The question arises: what architecture should be used for a microcontroller? From the point of view of someone who writes microcode, the question becomes: what instructions should the microcontroller provide? We discussed the notion of microcode as if a microcontroller consists of a conventional processor (i.e., a processor that follows a conventional architecture). We will see shortly that other designs are possible.

In fact, a microcontroller cannot be exactly the same as a standard processor. Be cause it must interact with hardware units in the CPU, a microcontroller needs a few special hardware facilities. For example, a microcontroller must be able to access the ALU and store results in the general-purpose registers that the macro instruction set uses. Similarly, a microcontroller must be able to decode operand references and fetch values. Finally, the microcontroller must coordinate with the rest of the hardware, including memory.

FIG. 5 An illustration of the internal structure within a CPU. Solid arrows indicate a hardware path along which data can move.

The major item shown in the figure is an Arithmetic Logic Unit (ALU) that per forms operations such as addition, subtraction, and bit shifting. The remaining functional units provide mechanisms that interface the ALU to the rest of the system. For example, the hardware units labeled operand 1 and operand 2 denote operand storage units (i.e., internal hardware registers). The ALU expects operands to be placed in the storage units before an operation is performed, and places the result of an operation in the two hardware units labeled result 1 and result 2†. Finally, the register access unit provides a hardware interface to the general-purpose registers.
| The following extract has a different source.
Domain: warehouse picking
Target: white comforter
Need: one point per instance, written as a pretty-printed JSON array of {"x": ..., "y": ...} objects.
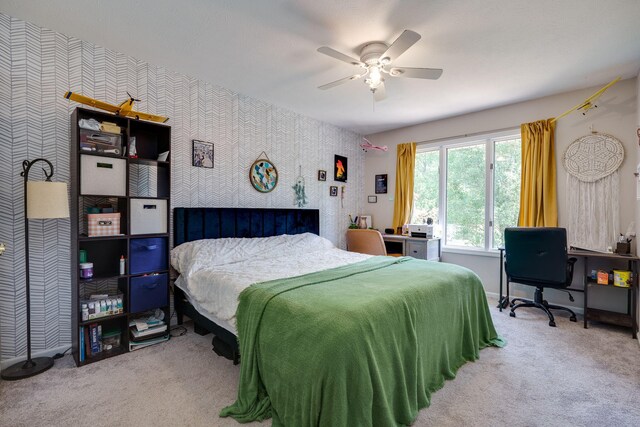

In the figure, arrows indicate paths along which data can pass as it moves from one functional unit to another; each arrow is a data path that handles multiple bits in parallel (e.g., 32 bits). Most of the arrows connect to the data transfer mechanism, which serves as a conduit between functional units (a later section explains that the data transfer mechanism depicted here is called a bus).

15. Example Horizontal Microcode

Each functional unit is controlled by a set of wires that carry commands (i.e., binary values that the hardware interprets as a command). Although FIG. 5 does not show command wires, we can imagine that the number of command wires connected to a functional unit depends on the type of unit. For example, the unit labeled result 1 only needs a single command wire because the unit can be controlled by a single binary value: zero causes the unit to stop interacting with other units, and one causes the unit to send the current contents of the result unit to the data transfer mechanism.

FIG. 6 summarizes the binary control values that can be passed to each functional unit in our example, and gives the meaning of each.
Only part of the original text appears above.